April 12th, 2013


Books = Crack

I was tired and a little down not long ago, so I looked around for a book to read. I have to be careful when I do that. Some books are so powerful, I can't put them down until my vision crumbles and my exhausted body can stay up no longer. Cheering yourself up with a really good book is like taking poison to cure cancer. It works, but sometimes you wonder if it's the best bargain.

Anyway, I hadn't read Colleen McCullough's First Man in Rome series in many years, so I started in. I devoured The First Man in Rome and immediately went on to The Grass Crown. Hardly pausing for breath, I opened Fortune's Favorites, then Caesar's Women, then Caesar. I'm now a third of the way into The October Horse. Glorious, glorious. But if I don't finish the series soon, I'll never get anything done out of all the tasks piling up around me, all of which are blinking little warning lights.

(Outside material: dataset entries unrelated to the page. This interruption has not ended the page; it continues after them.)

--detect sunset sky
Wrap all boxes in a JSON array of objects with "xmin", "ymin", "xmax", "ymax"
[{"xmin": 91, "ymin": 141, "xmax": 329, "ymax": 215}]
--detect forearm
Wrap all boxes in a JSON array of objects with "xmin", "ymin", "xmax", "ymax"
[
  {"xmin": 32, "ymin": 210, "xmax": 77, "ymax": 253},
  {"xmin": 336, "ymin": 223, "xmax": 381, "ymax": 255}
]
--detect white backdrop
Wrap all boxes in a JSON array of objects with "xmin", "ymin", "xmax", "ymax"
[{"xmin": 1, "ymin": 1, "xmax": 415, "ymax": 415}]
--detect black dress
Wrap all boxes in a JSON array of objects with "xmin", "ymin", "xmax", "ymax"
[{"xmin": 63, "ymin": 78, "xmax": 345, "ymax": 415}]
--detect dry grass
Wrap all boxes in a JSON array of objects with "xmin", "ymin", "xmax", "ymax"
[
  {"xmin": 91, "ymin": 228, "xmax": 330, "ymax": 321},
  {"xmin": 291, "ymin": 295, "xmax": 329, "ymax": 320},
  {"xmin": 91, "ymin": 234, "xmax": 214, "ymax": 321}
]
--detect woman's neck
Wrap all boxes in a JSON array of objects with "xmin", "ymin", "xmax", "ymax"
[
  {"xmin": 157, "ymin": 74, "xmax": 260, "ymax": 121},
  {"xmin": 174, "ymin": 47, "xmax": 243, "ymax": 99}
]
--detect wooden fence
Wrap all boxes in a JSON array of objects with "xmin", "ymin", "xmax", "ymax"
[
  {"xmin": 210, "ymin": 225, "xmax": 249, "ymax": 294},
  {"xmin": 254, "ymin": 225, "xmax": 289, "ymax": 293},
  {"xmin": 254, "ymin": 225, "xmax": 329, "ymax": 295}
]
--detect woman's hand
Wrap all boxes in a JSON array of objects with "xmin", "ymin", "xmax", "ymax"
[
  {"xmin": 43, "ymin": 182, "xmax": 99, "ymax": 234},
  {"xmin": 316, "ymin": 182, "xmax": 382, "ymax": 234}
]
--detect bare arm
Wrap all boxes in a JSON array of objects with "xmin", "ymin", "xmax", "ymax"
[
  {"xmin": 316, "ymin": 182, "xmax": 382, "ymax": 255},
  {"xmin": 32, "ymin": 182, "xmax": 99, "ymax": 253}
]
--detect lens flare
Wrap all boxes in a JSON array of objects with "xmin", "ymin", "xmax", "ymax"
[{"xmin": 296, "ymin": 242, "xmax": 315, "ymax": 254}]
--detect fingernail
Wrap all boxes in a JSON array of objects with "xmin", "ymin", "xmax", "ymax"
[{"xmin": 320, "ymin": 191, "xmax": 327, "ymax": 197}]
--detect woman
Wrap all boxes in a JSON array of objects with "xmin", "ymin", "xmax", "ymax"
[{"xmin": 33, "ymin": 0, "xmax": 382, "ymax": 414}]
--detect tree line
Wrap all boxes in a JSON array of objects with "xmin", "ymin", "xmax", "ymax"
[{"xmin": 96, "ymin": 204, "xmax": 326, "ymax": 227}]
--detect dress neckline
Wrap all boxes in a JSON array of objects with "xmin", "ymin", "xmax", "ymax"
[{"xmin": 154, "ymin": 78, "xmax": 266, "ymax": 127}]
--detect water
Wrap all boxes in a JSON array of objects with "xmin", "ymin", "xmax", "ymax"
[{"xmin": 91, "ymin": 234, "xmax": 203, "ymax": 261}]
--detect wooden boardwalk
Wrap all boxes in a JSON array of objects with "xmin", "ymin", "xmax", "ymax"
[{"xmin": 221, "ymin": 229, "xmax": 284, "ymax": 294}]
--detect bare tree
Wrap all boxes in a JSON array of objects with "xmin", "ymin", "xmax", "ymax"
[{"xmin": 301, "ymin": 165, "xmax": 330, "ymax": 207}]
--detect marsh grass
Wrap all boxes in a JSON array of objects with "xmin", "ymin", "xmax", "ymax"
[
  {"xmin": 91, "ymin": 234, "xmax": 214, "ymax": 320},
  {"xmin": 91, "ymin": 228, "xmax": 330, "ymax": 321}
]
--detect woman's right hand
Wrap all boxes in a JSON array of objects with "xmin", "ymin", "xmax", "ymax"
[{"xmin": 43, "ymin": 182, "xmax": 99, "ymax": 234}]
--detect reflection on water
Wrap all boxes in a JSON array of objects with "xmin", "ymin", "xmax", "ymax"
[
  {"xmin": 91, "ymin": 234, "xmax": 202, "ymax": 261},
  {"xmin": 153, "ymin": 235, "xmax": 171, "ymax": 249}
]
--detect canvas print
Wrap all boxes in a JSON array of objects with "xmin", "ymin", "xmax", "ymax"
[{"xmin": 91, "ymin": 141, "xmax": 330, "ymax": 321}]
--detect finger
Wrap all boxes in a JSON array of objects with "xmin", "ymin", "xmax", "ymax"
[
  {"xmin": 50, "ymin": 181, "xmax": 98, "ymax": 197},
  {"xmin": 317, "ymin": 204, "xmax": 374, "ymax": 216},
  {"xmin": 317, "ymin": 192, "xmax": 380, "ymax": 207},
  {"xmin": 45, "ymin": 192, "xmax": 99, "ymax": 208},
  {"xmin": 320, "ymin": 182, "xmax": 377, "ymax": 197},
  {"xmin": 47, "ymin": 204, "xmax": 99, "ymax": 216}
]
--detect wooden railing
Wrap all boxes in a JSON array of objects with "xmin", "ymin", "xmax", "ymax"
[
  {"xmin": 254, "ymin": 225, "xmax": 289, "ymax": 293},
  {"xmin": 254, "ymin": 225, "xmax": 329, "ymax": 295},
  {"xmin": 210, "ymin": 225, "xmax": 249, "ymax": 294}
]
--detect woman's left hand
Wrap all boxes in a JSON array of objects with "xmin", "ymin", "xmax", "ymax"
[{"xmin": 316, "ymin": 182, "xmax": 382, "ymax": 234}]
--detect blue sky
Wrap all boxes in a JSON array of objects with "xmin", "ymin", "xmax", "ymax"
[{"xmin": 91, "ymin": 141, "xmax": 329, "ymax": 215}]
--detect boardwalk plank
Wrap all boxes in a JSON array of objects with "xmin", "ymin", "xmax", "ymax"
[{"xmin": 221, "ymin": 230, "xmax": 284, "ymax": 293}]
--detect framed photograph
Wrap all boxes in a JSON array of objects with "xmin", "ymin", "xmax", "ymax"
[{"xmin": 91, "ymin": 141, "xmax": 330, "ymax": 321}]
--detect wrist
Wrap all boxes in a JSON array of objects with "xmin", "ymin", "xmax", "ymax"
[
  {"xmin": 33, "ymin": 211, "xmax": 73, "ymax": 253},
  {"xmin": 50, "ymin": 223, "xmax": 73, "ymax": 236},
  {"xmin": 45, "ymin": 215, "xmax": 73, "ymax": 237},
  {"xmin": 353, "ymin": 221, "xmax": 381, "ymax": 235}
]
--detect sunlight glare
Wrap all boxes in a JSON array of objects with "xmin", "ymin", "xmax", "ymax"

I know some of you fellow readers understand.
one of those days

Weary of exile

The world I thought I was going to inherit, my parents' world, with their understanding of America, their values, their culture and education, has long since died. I have always been like a survivor of Atlantis, I suppose, trying to preserve what scraps of our heritage I could. For a long time, I thought I and others like me might succeed in building a world which would honor the best we had inherited. Instead, I see a world increasingly debased. I would say, barbaric, except I know my barbarians and a good barbarian would be disgusted by the society we inhabit these days.

I suppose those in the Fifth and Sixth Centuries who had to face a new world after the collapse of Rome felt that way, and they didn't do too badly. They kept some of the best of the ancient world and worked it into what we call the medieval. Christianity, at root an Eastern faith, had transformed the West and become at home in the Empire; now, it began to join itself to, and change, the Germanic nations that overthrew the Mediterranean-based society it had called home. The process has repeated itself several times since then.

There's hope in that, but it's all long-term. In the here and now, satisfactions are few and far between. Truly, this life is a struggle. Evil is all around us (and within us), and there is no resting place. We have to live as those who have a home, but not assume that the society we inhabit is that home. "This world is not my home, I'm just a-passin' through," as the old song says.